In Authentication, part one I discussed the pros and cons of single sign-on, and if you've decided to use an SSO solution, that's great. However, if SSO doesn't fit your requirements, then you'll need to take care of storing your users' passwords. The first thing you should do when determining how to store passwords is apply the YAGNI principle. In other words, avoid overengineering. If your website or app is only going to be used internally at your company, behind a firewall, by four people, then you really don't need a very secure password system. You might even be able to get away with storing those passwords as plaintext. Of course, that won't do if your website or app is exposed to the Internet or if it may be used by a significant number of people.
Before delving into password storage security, I'd like to touch on a related topic - password complexity requirements. Many people are familiar with silly corporate password policies of "minimum 17 letters, 11 numbers, two special characters, three spaces, and a Greek god". If you're going down the path of dictating strict requirements, then you're better off requiring passphrases instead of forcing very specific minimal character type counts on your users. Passphrases may take slightly longer to type, but they are much easier to remember than complex nonsensical passwords and, consequently, much less likely to be written down on a sticky note. Alternately, you can require a minimum password complexity based on password entropy calculations, as long as you also check for dictionary words and adjust the complexity ratings accordingly.
So, what's a good, secure way to store users' passwords? It helps to think about this in "levels" of security:
Level 0 - Plaintext - Horrible.
Level 1 - Reversible encryption (AES, etc.) - There's no good reason to do this.
Level 2 - Basic hashing (MD5, SHA-256) - This is not considered secure anymore. Stop it.
Level 3 - Hashing and salting - Pretty standard today, but not great.
Level 4 - Hashing and salting using modern PBKDFs - This is best.
Let's go through each level. As I explained earlier, Level 0 should only ever be used on tiny, insignificant internal projects because it is entirely insecure.
Level 1 is marginally better because the password isn't stored as plaintext, but it is not a good idea. Usually developers do this because they want to be able to recover user passwords. However, it is generally accepted that such functionality introduces unacceptable risk. If the set of encrypted passwords is stolen by an attacker, then figuring out the encryption key will enable said attacker to decrypt all of the passwords at once.
Level 2 prevents decryption of passwords by using one-way encryption, a.k.a. hashing. When the user authenticates, you use the same hashing algorithm on their entered password and simply check if the hashes match. Unfortunately, this is still not secure. People have created what's known as "rainbow tables", or large lists of hashes and their corresponding plaintext values. It becomes trivial to run the hashes through rainbow tables and get many, if not most, passwords back as plaintext.
Level 3 makes the use of rainbow tables infeasible by appending or prepending random characters to user passwords. Those random characters are called a salt. You store the salt along with the hash resulting from the concatenation of the user's password and the salt. When the user authenticates, you perform the same concatenation of the stored salt to the entered password and then check if the hashes match. Because (good) salts are long and random, rainbow tables are highly unlikely to have any plaintext that happens to match the concatenation of the salt and the actual password. This can be slightly enhanced by using two salts - one randomly generated salt stored with the hash, and one static salt stored in the filesystem. That way, if the database is compromised, one of the salts is still hidden from the attacker. However, this is still not a great way to store passwords. Due to advances in GPGPU technology, it is becoming increasingly easy to brute-force even salted passwords. And if more than one password is discovered via brute-force, the second salt is easily identified. The reason that the various hashing techniques in this level (and the previous one) are problematic is that hashing functions were designed to be efficient and fast. This is bad when you're trying to obstruct brute-force attacks. But fear not, as there is a solution to this problem.
Level 4 is considered good by today's standards.
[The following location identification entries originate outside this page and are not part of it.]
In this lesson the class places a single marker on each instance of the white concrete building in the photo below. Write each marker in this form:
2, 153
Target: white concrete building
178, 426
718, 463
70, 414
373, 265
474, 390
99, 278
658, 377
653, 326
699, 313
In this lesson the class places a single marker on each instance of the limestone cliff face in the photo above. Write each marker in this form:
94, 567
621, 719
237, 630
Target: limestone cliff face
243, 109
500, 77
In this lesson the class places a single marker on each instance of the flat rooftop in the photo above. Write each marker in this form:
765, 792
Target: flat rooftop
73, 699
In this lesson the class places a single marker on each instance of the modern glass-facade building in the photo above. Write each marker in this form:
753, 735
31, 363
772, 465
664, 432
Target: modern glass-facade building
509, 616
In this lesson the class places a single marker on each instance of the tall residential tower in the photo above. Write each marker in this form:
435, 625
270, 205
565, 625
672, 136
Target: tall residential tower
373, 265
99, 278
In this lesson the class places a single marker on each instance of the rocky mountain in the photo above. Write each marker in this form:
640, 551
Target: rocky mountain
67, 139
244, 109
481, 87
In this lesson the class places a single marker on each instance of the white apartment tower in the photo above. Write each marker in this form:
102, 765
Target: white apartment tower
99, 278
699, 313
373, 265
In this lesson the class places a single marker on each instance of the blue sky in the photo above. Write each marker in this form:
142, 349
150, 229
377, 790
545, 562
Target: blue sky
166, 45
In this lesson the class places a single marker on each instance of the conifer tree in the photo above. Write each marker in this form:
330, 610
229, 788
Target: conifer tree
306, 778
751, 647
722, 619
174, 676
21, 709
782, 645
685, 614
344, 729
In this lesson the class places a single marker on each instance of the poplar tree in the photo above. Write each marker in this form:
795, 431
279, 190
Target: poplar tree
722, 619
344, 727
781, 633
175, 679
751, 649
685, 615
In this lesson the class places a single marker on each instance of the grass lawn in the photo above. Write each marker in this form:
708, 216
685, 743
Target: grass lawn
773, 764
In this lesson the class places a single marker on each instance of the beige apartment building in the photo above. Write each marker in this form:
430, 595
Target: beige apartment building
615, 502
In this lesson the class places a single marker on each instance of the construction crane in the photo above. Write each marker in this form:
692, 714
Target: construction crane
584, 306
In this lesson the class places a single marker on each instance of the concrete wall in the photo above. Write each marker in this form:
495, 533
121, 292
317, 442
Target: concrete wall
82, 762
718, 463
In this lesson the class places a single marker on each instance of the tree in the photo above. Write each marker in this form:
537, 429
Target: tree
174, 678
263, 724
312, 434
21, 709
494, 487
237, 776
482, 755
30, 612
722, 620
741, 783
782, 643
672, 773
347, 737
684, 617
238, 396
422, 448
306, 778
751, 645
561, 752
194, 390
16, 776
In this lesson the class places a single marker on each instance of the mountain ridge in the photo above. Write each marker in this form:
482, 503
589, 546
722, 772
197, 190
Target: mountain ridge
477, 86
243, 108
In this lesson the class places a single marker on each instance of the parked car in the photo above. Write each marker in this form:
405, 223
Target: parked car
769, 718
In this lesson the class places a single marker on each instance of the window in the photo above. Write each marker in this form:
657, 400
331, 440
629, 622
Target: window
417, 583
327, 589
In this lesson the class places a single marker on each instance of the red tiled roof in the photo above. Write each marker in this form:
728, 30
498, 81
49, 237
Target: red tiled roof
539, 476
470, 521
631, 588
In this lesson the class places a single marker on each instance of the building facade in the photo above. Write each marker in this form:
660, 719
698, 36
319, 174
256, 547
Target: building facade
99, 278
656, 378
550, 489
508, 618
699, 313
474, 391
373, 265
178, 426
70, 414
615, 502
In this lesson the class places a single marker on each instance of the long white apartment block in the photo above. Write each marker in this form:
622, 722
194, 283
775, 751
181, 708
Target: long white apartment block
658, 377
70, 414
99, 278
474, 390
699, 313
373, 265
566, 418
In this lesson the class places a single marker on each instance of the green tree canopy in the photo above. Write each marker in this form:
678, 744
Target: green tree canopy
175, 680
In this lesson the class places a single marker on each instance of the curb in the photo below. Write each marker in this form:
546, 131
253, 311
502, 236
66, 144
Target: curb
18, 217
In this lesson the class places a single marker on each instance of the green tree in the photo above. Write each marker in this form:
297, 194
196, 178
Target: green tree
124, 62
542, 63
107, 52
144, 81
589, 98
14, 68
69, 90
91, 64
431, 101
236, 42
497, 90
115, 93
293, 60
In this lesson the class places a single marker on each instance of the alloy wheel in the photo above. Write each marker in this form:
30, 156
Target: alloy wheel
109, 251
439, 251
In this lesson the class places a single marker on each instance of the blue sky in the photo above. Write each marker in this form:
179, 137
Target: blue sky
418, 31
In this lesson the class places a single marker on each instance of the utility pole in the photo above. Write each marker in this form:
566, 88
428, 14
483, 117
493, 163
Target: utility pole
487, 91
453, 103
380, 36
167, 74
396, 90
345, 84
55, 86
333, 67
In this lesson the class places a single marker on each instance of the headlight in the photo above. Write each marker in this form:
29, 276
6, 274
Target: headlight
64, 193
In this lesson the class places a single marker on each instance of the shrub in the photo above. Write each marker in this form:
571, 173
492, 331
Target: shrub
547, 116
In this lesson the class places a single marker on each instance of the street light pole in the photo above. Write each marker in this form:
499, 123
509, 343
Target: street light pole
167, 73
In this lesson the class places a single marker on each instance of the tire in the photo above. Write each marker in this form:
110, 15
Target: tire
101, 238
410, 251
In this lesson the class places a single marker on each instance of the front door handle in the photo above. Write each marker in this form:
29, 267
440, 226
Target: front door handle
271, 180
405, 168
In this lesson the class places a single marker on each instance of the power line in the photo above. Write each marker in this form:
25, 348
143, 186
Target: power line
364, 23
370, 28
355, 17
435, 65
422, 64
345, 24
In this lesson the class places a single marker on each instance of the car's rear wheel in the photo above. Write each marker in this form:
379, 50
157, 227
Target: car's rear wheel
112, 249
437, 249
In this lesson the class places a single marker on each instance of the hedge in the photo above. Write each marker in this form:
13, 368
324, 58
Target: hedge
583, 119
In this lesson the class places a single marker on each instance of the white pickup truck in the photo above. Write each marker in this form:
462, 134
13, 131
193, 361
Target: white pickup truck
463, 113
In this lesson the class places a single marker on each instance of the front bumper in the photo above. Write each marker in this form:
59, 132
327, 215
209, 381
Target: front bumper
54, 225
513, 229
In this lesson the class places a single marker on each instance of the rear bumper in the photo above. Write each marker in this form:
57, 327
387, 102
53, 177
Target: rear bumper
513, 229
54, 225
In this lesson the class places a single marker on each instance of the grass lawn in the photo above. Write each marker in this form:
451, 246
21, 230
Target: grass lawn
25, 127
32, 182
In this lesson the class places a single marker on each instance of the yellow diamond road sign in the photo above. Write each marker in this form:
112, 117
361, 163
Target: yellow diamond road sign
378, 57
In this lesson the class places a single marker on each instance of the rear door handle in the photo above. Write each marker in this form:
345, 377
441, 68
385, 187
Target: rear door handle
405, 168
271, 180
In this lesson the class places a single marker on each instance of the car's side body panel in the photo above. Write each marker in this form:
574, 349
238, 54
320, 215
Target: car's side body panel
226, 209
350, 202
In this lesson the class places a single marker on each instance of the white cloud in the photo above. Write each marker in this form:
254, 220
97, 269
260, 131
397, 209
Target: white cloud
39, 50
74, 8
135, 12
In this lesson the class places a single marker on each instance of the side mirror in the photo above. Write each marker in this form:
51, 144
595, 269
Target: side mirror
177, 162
Password-based key derivation functions (PBKDFs) such as PBKDF2, bcrypt, and scrypt deliberately slow down the generation of a hash (or key) in a configurable manner. PBKDF2 and bcrypt allow you to specify the CPU cost of hash generation, while scrypt allows you to specify the CPU cost, memory cost, and parallelization factor. Configured properly, these functions introduce a negligible slowdown in the user authentication process, while at the same time thwarting brute-force attacks by making each hashing attempt take a slightly longer time (and optionally use up more memory). Since brute-forcing normally requires millions upon millions of hashing attempts, even a slight delay per attempt makes the process virtually impossible. And, when hardware becomes faster and memory cheaper, the configuration can be easily altered to require more CPU and more memory per attempt. Existing passwords could then be silently migrated over to the new configuration by re-hashing them upon successful user login.
So there you have it. If you want to securely store your users' passwords, you know what to do. I was curious about modern methods of secure password storage, so I researched the topic a bit, and ended up with this blog post. In the process, I also implemented PBKDF2 and scrypt (the latter relies on the former) in .NET. Feel free to use that code and to contribute!